For linear repression, cost function is the RMSE, which is to be minimized.
So the models like Random Forest and XGBoost Repressor are the best models which have least RMSE value and maximum model score.
Based upon this criteria, we can take these two models for further tuning and to squeeze the extra performance out of the model without making those under fit or Over fit.
# plot scores
pyplot.hist(stats)
pyplot.show()
# confidence interval
alpha = 0.95 # for 95% confidence
p = ((1.0-alpha)/2.0)*100 # tail regions on right and left 0.25 on each side indicated by p value (border)
lower = max(0.0, np.percentile(stats,p))
p = (alpha + ((1.0-alpha)/2.0))*100
upper = min(1.0, np.percentile(stats,p))
print('%0.1f confidence interval %.1f%% and %.1f%%' %(alpha*100, lower*100, upper*100))

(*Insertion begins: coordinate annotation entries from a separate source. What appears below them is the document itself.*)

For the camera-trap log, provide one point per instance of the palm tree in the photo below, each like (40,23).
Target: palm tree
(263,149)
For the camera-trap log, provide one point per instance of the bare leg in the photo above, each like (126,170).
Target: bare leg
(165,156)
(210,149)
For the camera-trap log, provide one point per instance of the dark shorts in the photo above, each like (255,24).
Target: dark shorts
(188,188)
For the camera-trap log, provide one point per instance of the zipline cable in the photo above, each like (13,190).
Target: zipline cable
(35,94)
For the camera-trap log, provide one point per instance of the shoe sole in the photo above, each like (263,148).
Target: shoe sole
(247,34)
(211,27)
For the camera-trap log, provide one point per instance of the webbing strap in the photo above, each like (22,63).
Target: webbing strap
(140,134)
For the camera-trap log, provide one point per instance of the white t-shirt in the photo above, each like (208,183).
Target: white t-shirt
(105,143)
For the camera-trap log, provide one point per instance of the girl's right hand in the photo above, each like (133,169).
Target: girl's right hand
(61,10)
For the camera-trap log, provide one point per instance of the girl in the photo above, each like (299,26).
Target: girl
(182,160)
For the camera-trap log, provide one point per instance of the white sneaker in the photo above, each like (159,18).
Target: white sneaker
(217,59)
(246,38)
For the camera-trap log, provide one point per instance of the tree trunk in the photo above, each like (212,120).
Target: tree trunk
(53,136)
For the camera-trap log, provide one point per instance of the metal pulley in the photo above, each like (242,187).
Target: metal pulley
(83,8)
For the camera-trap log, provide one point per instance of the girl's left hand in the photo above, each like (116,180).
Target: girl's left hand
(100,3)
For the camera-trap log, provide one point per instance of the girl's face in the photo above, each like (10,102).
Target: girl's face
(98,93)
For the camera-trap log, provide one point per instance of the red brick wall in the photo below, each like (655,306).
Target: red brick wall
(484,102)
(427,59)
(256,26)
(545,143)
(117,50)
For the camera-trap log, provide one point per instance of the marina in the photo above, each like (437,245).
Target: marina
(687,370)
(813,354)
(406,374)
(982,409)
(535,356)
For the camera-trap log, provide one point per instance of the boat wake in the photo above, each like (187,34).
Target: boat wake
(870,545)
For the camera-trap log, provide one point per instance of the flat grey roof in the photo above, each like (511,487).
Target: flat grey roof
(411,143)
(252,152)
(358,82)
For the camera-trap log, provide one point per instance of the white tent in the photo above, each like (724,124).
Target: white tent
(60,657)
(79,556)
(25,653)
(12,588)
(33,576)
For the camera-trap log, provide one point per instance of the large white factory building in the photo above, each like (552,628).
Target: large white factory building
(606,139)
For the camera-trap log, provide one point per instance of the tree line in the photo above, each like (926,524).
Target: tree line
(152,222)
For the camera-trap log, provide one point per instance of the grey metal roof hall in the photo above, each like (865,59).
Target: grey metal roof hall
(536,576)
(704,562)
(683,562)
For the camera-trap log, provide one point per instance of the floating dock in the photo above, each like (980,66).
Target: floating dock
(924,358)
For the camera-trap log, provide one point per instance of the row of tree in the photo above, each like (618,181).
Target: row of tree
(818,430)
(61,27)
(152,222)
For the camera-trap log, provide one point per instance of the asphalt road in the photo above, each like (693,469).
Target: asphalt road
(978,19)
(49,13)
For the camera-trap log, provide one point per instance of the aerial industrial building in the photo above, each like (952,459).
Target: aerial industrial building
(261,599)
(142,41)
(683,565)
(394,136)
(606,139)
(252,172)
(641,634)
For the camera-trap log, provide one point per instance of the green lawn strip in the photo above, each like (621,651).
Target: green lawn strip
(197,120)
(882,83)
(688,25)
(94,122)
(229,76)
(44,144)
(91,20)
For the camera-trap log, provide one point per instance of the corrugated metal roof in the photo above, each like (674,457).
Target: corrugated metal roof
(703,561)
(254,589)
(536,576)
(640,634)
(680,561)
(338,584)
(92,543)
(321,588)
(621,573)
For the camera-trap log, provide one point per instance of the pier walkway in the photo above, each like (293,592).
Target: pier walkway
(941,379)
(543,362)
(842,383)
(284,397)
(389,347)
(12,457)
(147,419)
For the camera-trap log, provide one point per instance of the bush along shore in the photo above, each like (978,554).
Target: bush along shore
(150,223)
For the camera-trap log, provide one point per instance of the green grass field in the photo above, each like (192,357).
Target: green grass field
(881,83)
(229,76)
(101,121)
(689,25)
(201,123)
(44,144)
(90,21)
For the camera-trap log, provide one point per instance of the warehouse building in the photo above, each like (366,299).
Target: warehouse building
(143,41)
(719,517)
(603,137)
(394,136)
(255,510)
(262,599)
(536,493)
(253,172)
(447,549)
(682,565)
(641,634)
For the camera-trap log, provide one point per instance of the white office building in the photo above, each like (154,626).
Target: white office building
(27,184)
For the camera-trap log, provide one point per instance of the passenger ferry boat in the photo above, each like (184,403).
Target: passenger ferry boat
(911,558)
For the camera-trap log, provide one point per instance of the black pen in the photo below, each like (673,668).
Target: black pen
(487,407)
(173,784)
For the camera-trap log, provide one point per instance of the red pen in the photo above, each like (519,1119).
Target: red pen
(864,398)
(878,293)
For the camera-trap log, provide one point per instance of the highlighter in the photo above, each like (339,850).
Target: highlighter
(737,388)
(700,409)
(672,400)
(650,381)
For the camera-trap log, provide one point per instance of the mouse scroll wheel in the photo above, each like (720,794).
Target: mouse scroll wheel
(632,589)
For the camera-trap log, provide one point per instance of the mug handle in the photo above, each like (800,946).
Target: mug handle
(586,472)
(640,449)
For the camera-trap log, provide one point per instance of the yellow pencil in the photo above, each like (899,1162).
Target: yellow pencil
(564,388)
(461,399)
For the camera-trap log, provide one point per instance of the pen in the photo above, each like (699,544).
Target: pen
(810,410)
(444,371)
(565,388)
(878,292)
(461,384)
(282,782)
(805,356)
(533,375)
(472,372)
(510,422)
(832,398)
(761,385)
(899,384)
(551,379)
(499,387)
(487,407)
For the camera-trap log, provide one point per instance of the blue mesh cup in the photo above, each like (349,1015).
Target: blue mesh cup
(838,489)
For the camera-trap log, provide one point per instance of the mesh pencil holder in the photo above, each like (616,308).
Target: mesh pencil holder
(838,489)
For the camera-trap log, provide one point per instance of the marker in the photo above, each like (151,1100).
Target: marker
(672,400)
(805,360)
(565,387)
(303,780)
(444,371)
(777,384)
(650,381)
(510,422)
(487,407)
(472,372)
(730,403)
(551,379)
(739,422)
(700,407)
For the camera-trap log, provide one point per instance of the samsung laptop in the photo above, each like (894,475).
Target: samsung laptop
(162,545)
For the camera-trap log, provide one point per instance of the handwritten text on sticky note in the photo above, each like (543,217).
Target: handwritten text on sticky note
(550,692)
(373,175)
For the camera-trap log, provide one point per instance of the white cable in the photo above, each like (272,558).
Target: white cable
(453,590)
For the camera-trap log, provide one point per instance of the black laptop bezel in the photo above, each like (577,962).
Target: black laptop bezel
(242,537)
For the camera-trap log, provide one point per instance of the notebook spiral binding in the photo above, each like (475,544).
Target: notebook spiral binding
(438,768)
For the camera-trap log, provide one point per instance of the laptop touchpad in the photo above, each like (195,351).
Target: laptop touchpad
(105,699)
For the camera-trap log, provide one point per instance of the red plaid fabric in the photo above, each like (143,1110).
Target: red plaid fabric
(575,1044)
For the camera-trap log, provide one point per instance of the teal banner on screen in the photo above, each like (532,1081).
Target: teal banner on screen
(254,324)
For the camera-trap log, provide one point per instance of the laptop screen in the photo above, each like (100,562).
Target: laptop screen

Since the model XGBoost Regressor has provided the best result by minimizing the cost function and maximizing the model score, we will go with it as a suitable model.
And after tuning the model by employing techniques to squeeze the extra performance out of the model without making it overfit or underfit we achieved a model score of 86.05% with a standard deviation of 6.85 at 95 % of confidence level. So the range estimate of my model score is in between 79.2% and 92.9%.
This range estimate is at 95% confidence level. That means with 95% confidence level we can say our model score will range between 79.2% and 92.9% in production.
Almost the same amount of model score (85.68%) we are also getting out of XGBoost regressor algorithm with a standard deviation of 3.371% while using Randomized Search CV Hyper Parameter model tuning technique.